Canales got his start in NFL coaching under the unrelentingly positive Pete Carroll with the Seahawks. He then saw his reputation grow as a quarterback whisperer of sorts after rejuvenating the careers of Geno Smith (the NFL’s Comeback Player of the Year in 2022) in Seattle and then Baker Mayfield in Tampa Bay. When Canales first earned the job as the Panthers’ head coach, he made clear to the Carolina brass how much he wanted to work with Young — how the coach already had so many ideas as he watched film on the quarterback, who at that point was only nine months removed from being selected with the overall No. 1 draft pick.

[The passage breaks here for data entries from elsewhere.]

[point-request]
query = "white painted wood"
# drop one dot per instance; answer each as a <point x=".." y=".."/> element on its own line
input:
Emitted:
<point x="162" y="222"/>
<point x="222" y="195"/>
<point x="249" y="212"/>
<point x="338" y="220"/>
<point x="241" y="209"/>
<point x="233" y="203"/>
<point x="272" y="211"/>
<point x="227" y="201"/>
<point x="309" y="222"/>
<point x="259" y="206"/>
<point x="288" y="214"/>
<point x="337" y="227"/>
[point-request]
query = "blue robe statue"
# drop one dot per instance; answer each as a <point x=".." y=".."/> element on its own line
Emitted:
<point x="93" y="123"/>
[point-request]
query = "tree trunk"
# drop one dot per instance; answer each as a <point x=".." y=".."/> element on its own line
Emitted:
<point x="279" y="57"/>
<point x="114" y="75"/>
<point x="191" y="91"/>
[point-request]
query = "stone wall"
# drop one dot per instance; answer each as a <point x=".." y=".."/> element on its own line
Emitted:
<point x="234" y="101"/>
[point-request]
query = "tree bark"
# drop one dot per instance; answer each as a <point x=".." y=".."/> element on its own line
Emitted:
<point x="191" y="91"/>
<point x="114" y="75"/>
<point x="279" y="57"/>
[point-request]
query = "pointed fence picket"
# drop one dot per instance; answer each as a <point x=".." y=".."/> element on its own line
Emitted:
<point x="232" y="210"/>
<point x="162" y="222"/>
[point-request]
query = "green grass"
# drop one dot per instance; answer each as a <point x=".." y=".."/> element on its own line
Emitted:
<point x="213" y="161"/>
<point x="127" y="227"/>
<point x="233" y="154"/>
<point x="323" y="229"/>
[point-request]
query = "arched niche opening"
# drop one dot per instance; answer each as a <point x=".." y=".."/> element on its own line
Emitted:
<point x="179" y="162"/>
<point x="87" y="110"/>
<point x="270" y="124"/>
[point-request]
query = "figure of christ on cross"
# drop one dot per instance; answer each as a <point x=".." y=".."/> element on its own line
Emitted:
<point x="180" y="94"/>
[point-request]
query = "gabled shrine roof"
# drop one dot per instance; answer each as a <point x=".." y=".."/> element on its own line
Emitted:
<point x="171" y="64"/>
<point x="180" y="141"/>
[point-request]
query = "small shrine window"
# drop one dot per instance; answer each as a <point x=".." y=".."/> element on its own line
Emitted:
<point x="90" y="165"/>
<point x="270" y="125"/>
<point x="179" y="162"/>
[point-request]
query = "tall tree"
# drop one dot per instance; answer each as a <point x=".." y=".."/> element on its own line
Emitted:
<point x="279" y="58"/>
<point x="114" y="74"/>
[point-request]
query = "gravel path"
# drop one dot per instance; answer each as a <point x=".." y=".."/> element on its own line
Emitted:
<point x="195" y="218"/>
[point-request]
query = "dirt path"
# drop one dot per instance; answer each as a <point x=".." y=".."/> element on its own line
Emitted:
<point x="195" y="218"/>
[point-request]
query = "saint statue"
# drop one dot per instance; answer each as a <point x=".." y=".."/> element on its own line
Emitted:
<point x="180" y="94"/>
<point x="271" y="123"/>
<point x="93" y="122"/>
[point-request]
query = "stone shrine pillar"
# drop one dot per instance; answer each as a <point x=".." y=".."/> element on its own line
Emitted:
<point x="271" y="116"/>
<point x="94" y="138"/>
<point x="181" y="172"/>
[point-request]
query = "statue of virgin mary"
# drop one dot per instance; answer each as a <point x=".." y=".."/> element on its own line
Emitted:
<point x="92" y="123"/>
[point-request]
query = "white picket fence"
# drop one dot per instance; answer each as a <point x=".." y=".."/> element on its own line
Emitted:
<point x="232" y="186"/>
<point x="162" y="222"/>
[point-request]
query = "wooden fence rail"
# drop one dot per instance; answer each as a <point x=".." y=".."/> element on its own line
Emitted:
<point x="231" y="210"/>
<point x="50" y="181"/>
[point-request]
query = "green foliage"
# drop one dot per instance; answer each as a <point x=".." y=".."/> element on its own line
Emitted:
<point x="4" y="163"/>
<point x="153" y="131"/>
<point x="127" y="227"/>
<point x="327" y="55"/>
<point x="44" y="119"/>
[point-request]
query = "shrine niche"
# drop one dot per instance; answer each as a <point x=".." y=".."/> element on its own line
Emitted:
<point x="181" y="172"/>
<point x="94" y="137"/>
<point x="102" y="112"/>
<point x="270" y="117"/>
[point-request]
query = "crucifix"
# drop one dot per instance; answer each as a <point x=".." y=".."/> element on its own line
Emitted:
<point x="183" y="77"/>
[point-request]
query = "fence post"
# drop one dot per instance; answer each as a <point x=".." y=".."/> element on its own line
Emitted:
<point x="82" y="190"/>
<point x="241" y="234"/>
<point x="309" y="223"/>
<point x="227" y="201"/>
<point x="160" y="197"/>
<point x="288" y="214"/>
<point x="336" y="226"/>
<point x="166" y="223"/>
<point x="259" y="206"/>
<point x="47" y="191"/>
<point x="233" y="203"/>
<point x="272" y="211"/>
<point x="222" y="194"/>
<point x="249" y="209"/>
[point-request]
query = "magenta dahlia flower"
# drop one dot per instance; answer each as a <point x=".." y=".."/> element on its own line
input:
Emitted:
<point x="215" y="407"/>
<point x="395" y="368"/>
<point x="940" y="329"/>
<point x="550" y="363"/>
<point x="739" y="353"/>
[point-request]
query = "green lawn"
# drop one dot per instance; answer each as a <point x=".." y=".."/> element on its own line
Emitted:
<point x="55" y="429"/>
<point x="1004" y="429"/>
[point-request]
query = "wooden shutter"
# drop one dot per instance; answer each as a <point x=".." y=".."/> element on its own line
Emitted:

Young, similarly, has seemed intrigued by working with Canales. Young is coming off a difficult rookie season where he threw nearly as many interceptions (10) as touchdowns (11) and saw the head coach who believed in him and the general manager who drafted him fired before the start of the 2023 postseason. Young and Canales hit it off quickly — as the two have said several times over the offseason — connecting over tactics and how simple concepts Canales employed at previous stops yielded such strong results.

So the fact that Canales and Young are aligned in their positivity might not be a shock. But it’s worth clocking nonetheless.

Even if it’s over something that they won’t bring up again.

“That’s something that we now embody as a team,” Young said of being internally motivated, something he and Canales share. “That’s definitely reassuring. And again, it’s been great learning the Xs and Os from Coach, but also just watching him lead, or watching him push us the way we need to be pushed: get us right for this time, and kind of set the tone, even in the early stages.

“So yes, it’s great to have that mindset.”